In [2]: def original_app(iterations,Chr_size,num_mut):
   ...:     randbps=[]
   ...:     for k in range(iterations):
   ...:         listed=np.random.choice(range(Chr_size),num_mut,replace=False)
   ...:         randbps.append(listed)
   ...:     return randbps
   ...: 

In [3]: # Input params (scaled down version of params listed in question)
   ...: iterations=100
   ...: Chr_size=100000
   ...: num=50
   ...: 

In [4]: %timeit original_app(iterations,Chr_size,num)
1 loops, best of 3: 1.53 s per loop

In [5]: %timeit np.random.rand(iterations,Chr_size).argpartition(num)[:,:num]
1 loops, best of 3: 424 ms per loop

4 Comments

this code works great in my script.
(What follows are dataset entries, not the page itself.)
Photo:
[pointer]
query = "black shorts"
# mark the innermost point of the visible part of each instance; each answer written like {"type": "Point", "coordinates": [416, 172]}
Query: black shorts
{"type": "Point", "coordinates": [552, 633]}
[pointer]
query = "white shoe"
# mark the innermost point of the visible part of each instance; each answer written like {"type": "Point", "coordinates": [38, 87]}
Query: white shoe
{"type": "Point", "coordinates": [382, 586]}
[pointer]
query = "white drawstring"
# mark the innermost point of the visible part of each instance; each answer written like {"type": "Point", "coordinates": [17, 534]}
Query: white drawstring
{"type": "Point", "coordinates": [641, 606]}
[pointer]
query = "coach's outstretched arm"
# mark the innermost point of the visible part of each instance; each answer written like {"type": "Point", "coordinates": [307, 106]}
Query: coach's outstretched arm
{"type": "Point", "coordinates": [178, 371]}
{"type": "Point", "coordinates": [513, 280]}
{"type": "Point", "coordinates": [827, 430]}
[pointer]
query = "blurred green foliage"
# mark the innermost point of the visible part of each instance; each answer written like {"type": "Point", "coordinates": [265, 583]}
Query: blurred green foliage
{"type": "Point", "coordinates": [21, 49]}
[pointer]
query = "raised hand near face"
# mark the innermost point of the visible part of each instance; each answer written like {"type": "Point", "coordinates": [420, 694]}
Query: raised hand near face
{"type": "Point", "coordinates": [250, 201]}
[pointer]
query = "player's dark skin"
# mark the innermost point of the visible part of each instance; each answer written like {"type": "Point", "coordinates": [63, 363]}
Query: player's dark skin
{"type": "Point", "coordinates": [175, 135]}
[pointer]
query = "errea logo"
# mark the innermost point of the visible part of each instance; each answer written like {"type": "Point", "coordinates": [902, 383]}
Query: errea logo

Thanks for the great tip.
when i up the number of iterations in my script to 1000 my computer crashes hard. I think it may be because the entire array is kept in memory. ~46Gb of memory requirements doesn't fit in my 16Gb laptop.
@LukeAnderson-Trocme Yeah, really huge arrays would be a problem I think.
yes, that makes sense. Thanks for the answer though!